Describing some of the unique properties of Omicron, he said: “It’s not just the number of mutations, but where they fall and what we understand. What also comes out clearly is that it’s very different to everything else we’ve seen. Though some mutations were familiar, we’ve never seen this combination of mutations. As we get more data and do more sequencing, we can then plug that in to build the family tree of viruses.”
Nearly nine months ago, just under half a million healthcare workers were vaccinated with one shot of the Johnson & Johnson vaccine in the country’s Sisonke implementation trial. From 9 November they have been getting a booster shot of the J&J jab in a new leg of the study.
Francois Venter, deputy executive director of the Wits Reproductive Health and HIV Institute and an adviser to the Ministerial Advisory Committee on Covid-19, agreed with Madhi, calling isolation and tracing of infected healthcare workers, “a complete waste of time.”
Emphasising that he was speaking in his personal capacity, he said halving the isolation time would help protect the health service, “but we should be focusing on mask wearing and learning to live with the virus instead”.

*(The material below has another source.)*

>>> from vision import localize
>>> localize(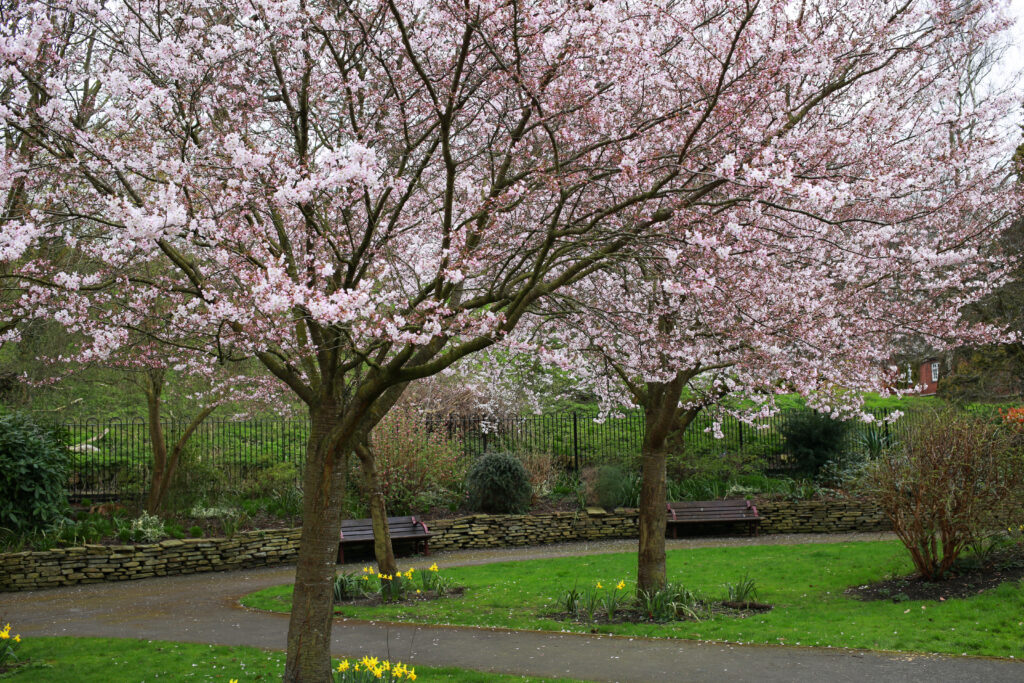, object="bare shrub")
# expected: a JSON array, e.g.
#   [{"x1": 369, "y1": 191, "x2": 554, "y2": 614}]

Madhi added: “I’d be very surprised if the number of those who die of Covid in this wave come anywhere close to what was experienced in the last three waves. Not just because of vaccination [currently standing at 43% of the population], but a big issue is the large percentage of people who’ve developed T-cell immunity through natural infection. A recent sero-prevalence study in Gauteng shows 72% of the population were infected during the course of the first three waves.
“So, with Omicron we have a paucity of care crisis due to an obsolete quarantine policy, which achieves absolutely nothing. We can only identify about 10% of those infected. The other 90% are unknown to us, so putting people from that 10% in quarantine achieves nothing in curbing the spread of the virus.”
Glenda Gray, chief executive of the South African Medical Research Council and lead investigator on the Sisonke healthcare worker trial, was unavailable for comment.
Speaking at a Discovery Health Covid-19 update webinar on Tuesday evening, Lessels warned the anti-vaccination lobby against using the non-lethal characteristics of Omicron to dissuade people from getting inoculated.
“A lot of the spread happens around the time of symptom development, not when in ICU or hospital. Our understanding about this virus and its evolution is still developing. We cannot let what we know so far feed into disinformation and misinformation, with people saying there’s nothing to worry about,” he said.
“There’s no evolutionary pressure on this virus to become less virulent. What we need is real world data on how the vaccine effectiveness is holding up against severe disease, hospitalisation and death. Over the next few weeks the data will improve.
“Through the rest of December and into January we’ll gradually build up a picture of what we’re dealing with, not just in South Africa, but world-wide.”